Firstly, there are two primary advantages to replacing public parks and open spaces with individual gardens. Through engagement in gardening, residents not only grow nutritious food but also encourage healthier eating habits and provide access to fresh, organic produce. For instance, families can cultivate a variety of fruits and vegetables in community gardens, incorporating them into their daily diet and potentially reducing the risk of illnesses from uninspected market food. Furthermore, the educational opportunities presented, especially for children, are valuable, as they gain insights into the intricacies of gardening, agriculture, and environmental sustainability.

However, it is undisputed that this practice may raise concerns about potential accessibility issues and conflicts over land use. Not all residents may have equal access to or interest in participating in gardening activities, leading to contentious debates about whether governments should allocate land for gardening or alternative purposes. For example, in urban areas with limited green space, some residents may advocate for preserving public parks for recreational use rather than converting them into community gardens, sparking contentious discussions about the optimal use of available land.

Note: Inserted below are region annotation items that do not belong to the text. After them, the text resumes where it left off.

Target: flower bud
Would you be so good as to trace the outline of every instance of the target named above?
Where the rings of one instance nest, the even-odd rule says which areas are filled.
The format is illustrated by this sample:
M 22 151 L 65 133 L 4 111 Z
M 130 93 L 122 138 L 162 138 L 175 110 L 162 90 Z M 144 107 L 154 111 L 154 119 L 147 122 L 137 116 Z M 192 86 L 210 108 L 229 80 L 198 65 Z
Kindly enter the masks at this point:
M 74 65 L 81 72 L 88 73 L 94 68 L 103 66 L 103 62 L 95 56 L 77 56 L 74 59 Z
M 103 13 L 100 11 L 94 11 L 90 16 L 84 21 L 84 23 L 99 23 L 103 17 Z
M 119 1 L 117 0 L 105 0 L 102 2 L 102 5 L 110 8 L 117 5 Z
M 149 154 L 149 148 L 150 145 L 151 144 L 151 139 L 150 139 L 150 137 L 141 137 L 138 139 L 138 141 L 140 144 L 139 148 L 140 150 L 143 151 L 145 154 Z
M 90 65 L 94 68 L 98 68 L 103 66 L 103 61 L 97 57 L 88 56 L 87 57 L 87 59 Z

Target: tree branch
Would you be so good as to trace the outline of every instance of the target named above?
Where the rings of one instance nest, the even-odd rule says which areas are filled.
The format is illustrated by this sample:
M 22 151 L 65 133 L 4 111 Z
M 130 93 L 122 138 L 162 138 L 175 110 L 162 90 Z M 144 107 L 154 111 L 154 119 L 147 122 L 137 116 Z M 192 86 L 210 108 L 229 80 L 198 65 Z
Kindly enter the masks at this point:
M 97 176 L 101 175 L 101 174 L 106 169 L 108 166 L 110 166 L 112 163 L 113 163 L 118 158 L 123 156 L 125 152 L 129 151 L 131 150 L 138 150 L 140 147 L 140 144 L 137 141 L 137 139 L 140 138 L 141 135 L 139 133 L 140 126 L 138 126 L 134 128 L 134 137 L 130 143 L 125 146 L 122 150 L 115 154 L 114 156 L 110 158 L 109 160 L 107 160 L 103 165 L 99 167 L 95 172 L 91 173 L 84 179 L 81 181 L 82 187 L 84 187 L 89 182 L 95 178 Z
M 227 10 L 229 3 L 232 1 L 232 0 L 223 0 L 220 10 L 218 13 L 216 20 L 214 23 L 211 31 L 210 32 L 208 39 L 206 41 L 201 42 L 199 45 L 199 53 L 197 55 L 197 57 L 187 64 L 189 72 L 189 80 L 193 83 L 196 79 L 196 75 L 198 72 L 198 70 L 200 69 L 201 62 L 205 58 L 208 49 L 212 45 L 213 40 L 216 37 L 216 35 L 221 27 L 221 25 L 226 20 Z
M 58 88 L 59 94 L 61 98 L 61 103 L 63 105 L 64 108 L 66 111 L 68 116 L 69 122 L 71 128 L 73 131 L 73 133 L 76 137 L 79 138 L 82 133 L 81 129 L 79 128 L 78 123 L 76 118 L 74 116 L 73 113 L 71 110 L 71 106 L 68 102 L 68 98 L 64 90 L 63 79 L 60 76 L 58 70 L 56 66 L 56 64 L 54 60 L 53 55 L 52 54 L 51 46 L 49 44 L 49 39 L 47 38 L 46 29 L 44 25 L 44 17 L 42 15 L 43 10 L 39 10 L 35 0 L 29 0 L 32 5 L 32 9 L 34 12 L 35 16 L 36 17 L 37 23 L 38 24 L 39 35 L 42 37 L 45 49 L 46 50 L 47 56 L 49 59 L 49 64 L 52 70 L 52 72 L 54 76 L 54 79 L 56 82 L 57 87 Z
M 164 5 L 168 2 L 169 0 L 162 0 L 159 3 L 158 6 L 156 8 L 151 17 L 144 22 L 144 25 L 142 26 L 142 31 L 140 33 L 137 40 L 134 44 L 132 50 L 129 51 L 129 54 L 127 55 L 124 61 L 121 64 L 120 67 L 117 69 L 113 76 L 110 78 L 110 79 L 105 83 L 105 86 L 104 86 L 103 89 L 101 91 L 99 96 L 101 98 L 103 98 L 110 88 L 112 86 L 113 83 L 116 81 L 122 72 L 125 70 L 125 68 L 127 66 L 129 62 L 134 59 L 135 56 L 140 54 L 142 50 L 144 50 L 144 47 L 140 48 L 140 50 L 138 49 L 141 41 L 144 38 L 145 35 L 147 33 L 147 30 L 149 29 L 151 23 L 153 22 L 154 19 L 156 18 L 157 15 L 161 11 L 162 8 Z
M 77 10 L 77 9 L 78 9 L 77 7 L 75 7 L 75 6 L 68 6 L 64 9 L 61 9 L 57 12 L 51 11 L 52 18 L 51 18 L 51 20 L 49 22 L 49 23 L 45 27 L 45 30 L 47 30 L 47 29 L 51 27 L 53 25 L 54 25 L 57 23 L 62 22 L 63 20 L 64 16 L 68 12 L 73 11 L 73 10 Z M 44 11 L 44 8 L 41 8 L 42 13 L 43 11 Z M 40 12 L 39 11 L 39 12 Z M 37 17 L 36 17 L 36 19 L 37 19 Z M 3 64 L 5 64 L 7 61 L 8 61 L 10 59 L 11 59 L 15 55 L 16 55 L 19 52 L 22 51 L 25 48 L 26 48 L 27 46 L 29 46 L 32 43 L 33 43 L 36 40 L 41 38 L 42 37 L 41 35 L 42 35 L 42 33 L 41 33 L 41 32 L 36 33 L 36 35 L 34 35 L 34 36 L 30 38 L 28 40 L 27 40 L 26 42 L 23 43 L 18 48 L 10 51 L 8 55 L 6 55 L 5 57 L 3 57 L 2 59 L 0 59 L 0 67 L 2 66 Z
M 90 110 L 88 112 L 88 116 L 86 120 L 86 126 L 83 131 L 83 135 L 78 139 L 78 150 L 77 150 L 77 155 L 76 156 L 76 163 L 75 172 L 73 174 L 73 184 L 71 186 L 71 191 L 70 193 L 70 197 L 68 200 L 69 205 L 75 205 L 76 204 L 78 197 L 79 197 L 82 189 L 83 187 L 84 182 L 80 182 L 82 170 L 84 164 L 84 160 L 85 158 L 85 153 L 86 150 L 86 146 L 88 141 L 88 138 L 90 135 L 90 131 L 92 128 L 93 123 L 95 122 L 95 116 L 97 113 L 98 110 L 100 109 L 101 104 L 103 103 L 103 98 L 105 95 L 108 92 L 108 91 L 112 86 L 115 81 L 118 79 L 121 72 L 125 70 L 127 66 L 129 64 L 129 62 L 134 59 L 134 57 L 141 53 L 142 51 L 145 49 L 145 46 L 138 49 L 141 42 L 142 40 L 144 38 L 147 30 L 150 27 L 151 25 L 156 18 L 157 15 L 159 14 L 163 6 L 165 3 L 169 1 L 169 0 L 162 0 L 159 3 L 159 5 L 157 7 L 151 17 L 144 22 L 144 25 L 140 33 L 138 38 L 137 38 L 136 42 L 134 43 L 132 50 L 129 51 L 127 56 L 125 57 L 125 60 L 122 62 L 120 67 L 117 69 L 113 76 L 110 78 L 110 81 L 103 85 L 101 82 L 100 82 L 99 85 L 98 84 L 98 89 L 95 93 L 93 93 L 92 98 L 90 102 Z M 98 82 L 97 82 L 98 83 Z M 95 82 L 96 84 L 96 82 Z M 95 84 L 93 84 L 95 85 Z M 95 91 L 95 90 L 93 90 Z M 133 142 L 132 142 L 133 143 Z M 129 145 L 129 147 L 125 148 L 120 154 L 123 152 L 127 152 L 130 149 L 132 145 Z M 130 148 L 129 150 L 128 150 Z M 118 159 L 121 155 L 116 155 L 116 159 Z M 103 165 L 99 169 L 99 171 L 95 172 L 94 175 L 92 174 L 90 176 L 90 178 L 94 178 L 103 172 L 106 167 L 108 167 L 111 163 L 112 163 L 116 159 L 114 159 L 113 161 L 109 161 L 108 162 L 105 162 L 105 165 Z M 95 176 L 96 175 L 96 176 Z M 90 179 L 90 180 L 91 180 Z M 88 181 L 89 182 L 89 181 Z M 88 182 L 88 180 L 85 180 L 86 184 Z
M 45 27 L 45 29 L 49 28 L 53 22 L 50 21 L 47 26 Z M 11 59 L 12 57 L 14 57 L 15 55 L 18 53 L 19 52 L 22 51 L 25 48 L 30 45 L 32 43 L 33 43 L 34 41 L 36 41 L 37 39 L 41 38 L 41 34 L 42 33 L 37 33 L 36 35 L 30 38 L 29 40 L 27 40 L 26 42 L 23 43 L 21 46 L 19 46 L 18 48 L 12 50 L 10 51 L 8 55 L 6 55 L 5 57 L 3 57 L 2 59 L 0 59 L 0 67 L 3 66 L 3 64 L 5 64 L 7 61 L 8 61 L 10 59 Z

While there are diverse perspectives on whether the disadvantages can be outweighed, I contend that a careful consideration of the pros and cons is essential in making an informed choice. It is crucial to acknowledge that drawbacks such as personal accessibility and land use conflicts are greater than the advantages, including encouraging healthy eating and educational opportunities. Various standpoints exist on whether the disadvantages can be downplayed, but selecting wisely based on the pros and cons for each viewpoint is imperative.